B) Pull tests are the most common method. This requires a pull test scale ( spring
loaded scale graduated in ounces or pounds ) and various test fixtures. When
comparing test results, whether between different magnet manufacturers or an
in-house scheduled audit, it is imperative that the same procedure and apparatus
are used in each test. If a smaller ferrous test fixture is used than what was used in
the previous test, the results will differ greatly. The reason for this is the larger the
ferrous test fixture, more of the magnetic field will be absorbed, therefore,
producing higher test results.
Pull tests produce two end results- pulling power and holding power. Both of these
results are of equal importance. Pulling power relates to the "reachout" of the
magnetic field. Depending on the application, a magnet that has the power to draw
ferrous contaminants out of a product stream should have the ability to retain that
ferrous contaminant. Therefore in comparison the reachout would be more critical
than the holding power. Plate magnets typically fall into this category.

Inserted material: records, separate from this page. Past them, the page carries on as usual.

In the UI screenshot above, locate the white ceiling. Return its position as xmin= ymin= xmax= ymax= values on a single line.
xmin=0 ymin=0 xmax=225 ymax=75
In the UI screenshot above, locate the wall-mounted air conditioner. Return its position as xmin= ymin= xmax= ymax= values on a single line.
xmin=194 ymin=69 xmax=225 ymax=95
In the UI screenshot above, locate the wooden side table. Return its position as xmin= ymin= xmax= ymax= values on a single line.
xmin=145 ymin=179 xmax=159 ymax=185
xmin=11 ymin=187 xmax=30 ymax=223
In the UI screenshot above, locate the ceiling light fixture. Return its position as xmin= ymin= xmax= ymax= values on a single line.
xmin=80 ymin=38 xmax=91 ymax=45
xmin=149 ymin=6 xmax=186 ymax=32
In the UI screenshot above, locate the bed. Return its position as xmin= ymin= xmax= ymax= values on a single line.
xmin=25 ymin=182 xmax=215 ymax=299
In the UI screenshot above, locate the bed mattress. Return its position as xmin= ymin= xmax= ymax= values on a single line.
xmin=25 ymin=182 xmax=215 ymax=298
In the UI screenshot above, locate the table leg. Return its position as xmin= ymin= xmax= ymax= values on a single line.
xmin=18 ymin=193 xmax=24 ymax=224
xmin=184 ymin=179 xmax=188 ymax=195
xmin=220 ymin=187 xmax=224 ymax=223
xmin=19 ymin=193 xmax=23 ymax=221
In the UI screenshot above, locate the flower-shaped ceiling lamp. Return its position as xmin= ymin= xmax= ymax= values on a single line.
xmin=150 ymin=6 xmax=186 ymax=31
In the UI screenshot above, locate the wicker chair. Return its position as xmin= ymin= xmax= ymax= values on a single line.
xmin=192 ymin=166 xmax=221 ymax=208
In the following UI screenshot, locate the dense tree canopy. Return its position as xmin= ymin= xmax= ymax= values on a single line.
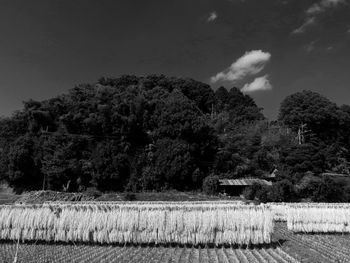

Holding power relates to the breakaway force required to remove the ferrous test
fixture from the working surface of the magnet. Grates and drawer type magnets
typically have 1" diameter magnetic tubes mounted on 2" centers. Quite often there
are two or more rows of staggered tubes. While reachout is still important, it is more
critical to the performance of the separator that it have the maximum achievable
holding power. The staggered configuration of the magnetic tubes causes the product
to cascade over one row of tubes and fall directly below on top of the following row
of tubes. This ensures the weakly magnetic particles will be captured and retained
and not return to the cleaned product.